Who's Afraid of the Big Bad Egg?: Why the Pisco Sour is Fuckin' Awesome
Back in the year 2000, Peru was the first Third World country I'd ever visited. It was the first place I drove at 65 miles per hour wasted out of my gourd, barreling down lane-less highways past trucks with no fenders and fewer headlights. It was a three week haze of lemon-juice-cooked seafood, eye-searing poverty, and altitude sickness.
Regrettably, I dismissed their national cocktail, the Pisco Sour, as a local yokel novelty---akin to stooping gutter level to drink Jägermeister back home.
But Peruvians promote the drink like they would their local soccer team or the resident hippie tourist magnet, the ruins of Macchu Pichu.
It's taken six years and help from DC's newest and, IMHO, best bar to convince me that the Pisco Sour should be ranked among the top cocktails in a mixologist's repertoire.
Normally, DC Drinks considers it a tad passé to list a cocktail recipe, but an exception must be made for our new-found master of drinks. I trust Mr. DeGroff:
Pisco SourI'd add one thing to that: you should shake that shit until your hand bones ache with cold and you have to pry your fingers from the ice-caked metal.
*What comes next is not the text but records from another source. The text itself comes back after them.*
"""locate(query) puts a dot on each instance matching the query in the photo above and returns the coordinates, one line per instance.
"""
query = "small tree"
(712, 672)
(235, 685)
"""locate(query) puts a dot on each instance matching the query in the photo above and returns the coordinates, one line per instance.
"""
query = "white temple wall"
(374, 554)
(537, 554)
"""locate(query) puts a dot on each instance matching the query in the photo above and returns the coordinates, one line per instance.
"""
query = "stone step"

Otherwise, you've done it wrong. The raw egg needs to be destroyed, and there's no other way to do it.
1½ oz. Pisco Brandy
3/4 oz. Fresh Lemon
1 oz. Simple Syrup
Several drops of Angostura Bitters
One Small Egg White
Shake all ingredients with ice and strain into a small cocktail glass. Sprinkle a few dashes of Angostura Bitters on the foam created by the egg whites.
This drink is simply amazing and is a fair rival to a well-made margarita. I'm just sad that my prejudicial perceptions of Peruvian backwardness prevented me from enjoying this cocktail for six lonely years.